Another rainy day experiment for the Joe and I, with Jacob watching from the bouncer. I found a recipe for elephant toothpaste on Pinterest, but after doing the experiment I think a more suitable name for it would be “Funny Foam” because Joe cracked up laughing when the foam came out the top of the bottle.
Here is the supply list:
- 16 ounce plastic bottle (clean)
- 1/2 cup hydrogen peroxide liquid (3%)
- 1 Tablespoon (one packet) of dry yeast
- 3 Tablespoons of warm water
- Dish soap
- Small cup for mixing yeast and water
- Safety goggles
Be prepared for a soapy mess! The bottle will overflow so you will need to work on a surface that is easy to clean up.
- Put safety goggles on and mom, dad or another adult should pour the peroxide in the bottle. I used a funnel to get it all in.
- Add dish soap to the peroxide and swish around to mix.
- In the small cup, combine the warm water and the yeast and mix until pretty much combined. It’s ok if there are a few chunks.
- And now for the fun part! Pour the yeast water mixture into the bottle, again using a funnel and watch the funny foam overflow!
Joe had lots of fun touching it, playing in it, scooping and pouring it back in the bottle. I felt fine about letting him play in it after the experiment was done. I just poured the peroxide in the bottle initially because I didn’t want him to drink it, and after the experiment it is just dish soap, oxygen and water.

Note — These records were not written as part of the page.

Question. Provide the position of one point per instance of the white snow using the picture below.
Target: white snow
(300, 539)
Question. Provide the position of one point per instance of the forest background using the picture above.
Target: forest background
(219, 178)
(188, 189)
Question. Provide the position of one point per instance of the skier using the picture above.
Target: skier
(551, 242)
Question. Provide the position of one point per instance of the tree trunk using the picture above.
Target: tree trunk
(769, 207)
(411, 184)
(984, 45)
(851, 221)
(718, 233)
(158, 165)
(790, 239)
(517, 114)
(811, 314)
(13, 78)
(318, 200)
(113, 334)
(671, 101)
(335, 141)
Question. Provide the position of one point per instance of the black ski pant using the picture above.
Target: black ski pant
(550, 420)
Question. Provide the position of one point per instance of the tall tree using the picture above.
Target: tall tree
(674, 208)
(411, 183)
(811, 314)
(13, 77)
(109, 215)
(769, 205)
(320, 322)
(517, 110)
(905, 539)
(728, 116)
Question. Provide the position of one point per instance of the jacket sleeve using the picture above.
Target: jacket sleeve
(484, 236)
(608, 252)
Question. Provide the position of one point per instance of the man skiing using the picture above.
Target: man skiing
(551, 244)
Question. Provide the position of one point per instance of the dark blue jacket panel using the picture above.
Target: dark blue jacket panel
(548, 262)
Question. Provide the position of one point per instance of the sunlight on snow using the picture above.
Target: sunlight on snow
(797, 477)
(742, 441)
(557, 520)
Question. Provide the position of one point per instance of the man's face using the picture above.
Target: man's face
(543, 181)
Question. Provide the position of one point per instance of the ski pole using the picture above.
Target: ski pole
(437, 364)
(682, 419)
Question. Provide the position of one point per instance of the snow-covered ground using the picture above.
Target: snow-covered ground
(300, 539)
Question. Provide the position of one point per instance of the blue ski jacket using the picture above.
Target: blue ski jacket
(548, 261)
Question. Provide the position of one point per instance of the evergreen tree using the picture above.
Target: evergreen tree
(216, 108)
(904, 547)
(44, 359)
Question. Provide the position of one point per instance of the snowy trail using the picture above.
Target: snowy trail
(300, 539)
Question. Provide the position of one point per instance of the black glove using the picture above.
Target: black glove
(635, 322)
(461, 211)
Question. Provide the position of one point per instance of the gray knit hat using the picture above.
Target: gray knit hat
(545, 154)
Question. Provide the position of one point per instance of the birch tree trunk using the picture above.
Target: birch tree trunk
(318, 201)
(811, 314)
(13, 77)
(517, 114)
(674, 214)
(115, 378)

Although I learned a lot about the science of this experiment, I didn’t go through it with Joe in too much detail yet. I did tell Joe that the bubbles were full of oxygen. But by the time I got to explaining how the yeast acted as a helper (catalyst) to remove the oxygen from the hydrogen peroxide creating lots and lots of bubbles or foam, Joe had moved on to something else. He has the attention span of…well, a two-year old. 🙂
I think we will do this one again and again and I will go into a little bit more of the science behind the fun each time. Maybe next time I will explain that the bottle gets warm because with the experiment we created an exothermic reaction, making not just lots of foam, but heat too.

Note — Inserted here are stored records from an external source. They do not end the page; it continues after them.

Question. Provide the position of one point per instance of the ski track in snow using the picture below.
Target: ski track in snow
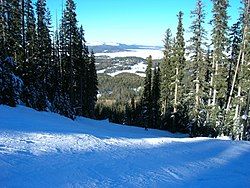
(40, 149)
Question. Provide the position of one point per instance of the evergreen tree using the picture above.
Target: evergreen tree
(10, 84)
(179, 78)
(156, 98)
(147, 96)
(167, 73)
(28, 69)
(220, 64)
(69, 42)
(197, 71)
(43, 46)
(92, 84)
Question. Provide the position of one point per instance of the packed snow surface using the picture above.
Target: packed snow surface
(41, 149)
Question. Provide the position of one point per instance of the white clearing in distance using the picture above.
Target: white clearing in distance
(42, 149)
(143, 53)
(138, 69)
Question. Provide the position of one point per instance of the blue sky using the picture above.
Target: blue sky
(135, 21)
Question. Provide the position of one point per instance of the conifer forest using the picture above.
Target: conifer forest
(200, 87)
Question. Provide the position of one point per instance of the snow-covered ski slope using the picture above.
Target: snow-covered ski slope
(41, 149)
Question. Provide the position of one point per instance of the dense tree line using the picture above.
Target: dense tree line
(45, 70)
(208, 94)
(202, 86)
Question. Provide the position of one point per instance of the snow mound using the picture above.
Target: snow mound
(39, 149)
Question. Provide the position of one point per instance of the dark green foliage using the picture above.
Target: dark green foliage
(51, 73)
(10, 84)
(167, 73)
(147, 96)
(156, 98)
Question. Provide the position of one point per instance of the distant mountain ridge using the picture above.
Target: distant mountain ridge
(118, 47)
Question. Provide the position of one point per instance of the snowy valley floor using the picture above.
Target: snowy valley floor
(40, 149)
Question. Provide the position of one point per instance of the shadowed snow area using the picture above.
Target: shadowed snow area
(41, 149)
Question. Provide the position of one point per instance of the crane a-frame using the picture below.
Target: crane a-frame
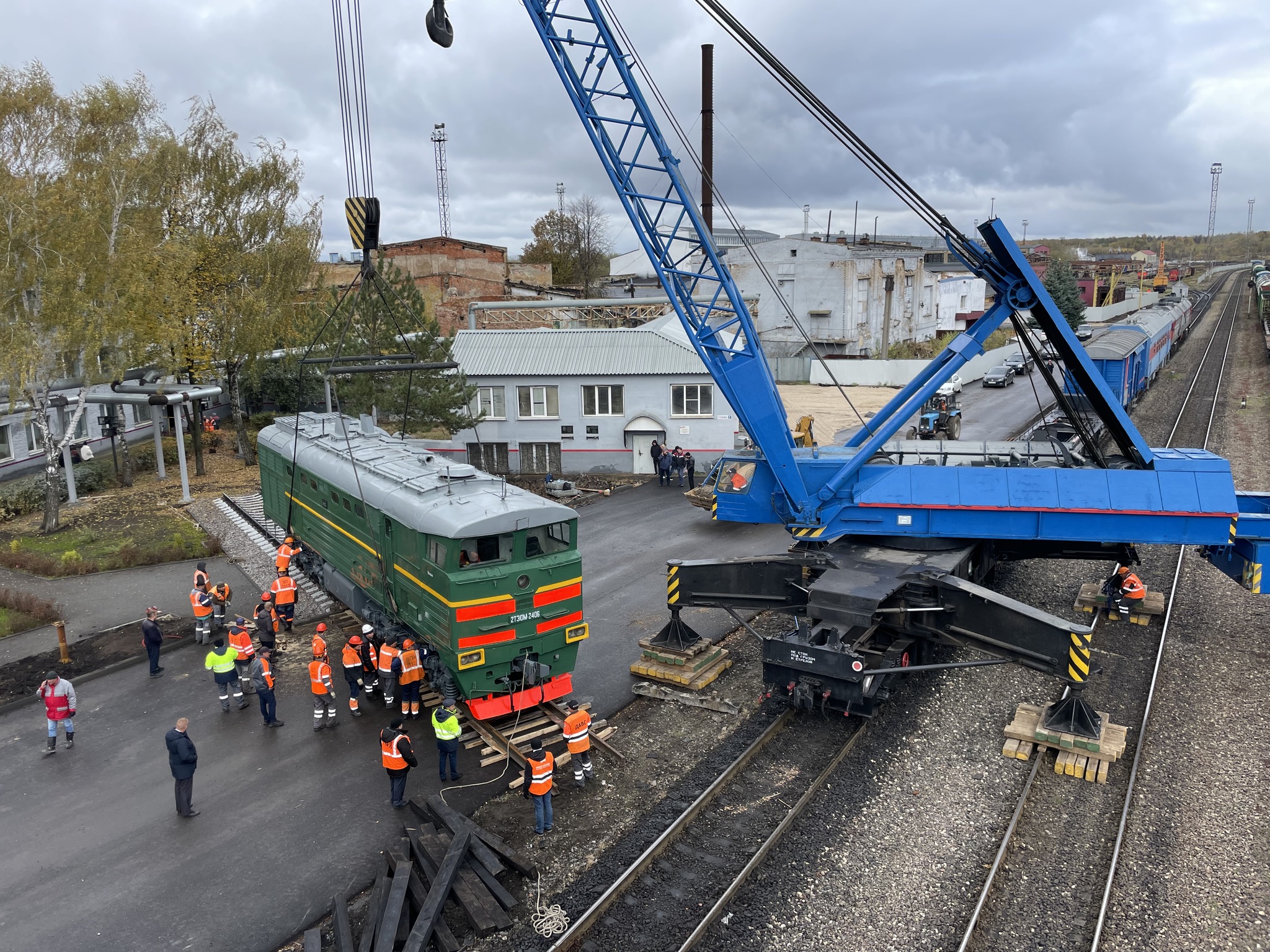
(888, 557)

And when he gets a little older and more curious about science we might make it a true experiment where we try and answer the questions below.
- Does the amount of yeast change the amount of foam produced?
- What happens when you add more or less water? More or less yeast?
- Does the experiment work as well if you add the dry yeast without mixing it with water?
- Does the size of the bottle affect the amount of foam produced?
- What happens when you add food coloring?
Clean up is simple, wipe with a sponge or cloth and pour any extra liquid down the drain. It’s just water, soap and oxygen now.
There are so many experiments, lessons and information at our fingertips now. The internet is a wonderful (and terrible) thing. I either don’t know or have forgotten some of the science, history, English and math lessons I learned in school, but with the internet I can teach Joe and learn at the same time. I think my authentic enthusiasm for these lessons helps make learning fun for all of us.